BeeSecure property tracking app to fight rural crime tested in Sask. municipality

The prototype of a new device designed to help fight rural crime is now being tested in one Saskatchewan rural municipality.

But it’s also for sale from the developer.

BeeSecure is a tracking device and app designed by Jeff Shirley of Rivercity Technology Services in Saskatoon through the government’s innovation challenge.

The government announced late last year that Shirley and William Topping of Brand X Technologies would work on a joint venture partnership to develop the system.

BeeSecure, fine-tuned with the ministry of corrections and policing, is now being tested in the RM of Mayfield in the Maymont area.

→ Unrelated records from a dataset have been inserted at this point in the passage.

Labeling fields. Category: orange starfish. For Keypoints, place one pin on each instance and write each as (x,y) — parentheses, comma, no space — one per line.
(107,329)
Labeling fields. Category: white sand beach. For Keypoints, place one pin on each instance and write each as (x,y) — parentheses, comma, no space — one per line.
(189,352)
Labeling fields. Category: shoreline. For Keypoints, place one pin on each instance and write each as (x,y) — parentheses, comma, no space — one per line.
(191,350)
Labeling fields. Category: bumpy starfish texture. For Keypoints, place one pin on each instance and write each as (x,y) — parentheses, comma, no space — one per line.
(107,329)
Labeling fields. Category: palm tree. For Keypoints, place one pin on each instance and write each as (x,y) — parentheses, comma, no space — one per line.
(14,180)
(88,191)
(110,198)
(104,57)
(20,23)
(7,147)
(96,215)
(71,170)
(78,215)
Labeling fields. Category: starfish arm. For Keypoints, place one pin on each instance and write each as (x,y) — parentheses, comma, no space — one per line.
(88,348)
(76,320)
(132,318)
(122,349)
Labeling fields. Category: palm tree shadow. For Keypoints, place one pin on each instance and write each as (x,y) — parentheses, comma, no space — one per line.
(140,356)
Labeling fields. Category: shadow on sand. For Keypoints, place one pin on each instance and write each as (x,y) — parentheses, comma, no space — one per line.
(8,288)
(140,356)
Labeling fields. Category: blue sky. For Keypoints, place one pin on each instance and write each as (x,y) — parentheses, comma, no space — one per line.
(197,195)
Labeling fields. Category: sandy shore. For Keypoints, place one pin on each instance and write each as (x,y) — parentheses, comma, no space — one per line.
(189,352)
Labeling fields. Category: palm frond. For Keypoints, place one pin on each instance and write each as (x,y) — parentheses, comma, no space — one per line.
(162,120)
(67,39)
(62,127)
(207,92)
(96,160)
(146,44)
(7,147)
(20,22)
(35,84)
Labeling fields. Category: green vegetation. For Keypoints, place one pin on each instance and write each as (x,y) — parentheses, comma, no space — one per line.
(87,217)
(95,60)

Shirley has a bee and honey operation, hence the name, and originally wanted to develop a tracker to prevent hive theft.

The asset tracker can be placed in a vehicle, farm equipment or on other property and will work with as little as one bar of cell phone strength, according to the developers.

It doesn’t have a BeeSecure logo on it, and can be disguised to look like other things such as tools or water bottles.

The tracker requires a subscription to the app to work and costs are based on how many trackers are in use. If belongings go missing, property owners can track them by logging into the app and seeing the GPS co-ordinates, and then contact police.

Tina Beaudry-Mellor, the provincial minister responsible for innovation, said the government knew someone in rural Saskatchewan would be able to develop a technological solution to offer rural residents more security.

The innovation challenge is an initiative designed to engage the technology sector in finding solutions for challenges and the rural crime program was the first.

Shirley said he was happy with the platform that the innovation challenge provided.

“Through the partnership with the ministry of corrections and policing, and with feedback from our law enforcement and rural municipality partners, we have helped create a solution that will contribute positively to tackling this issue in Saskatchewan,” he said in a news release.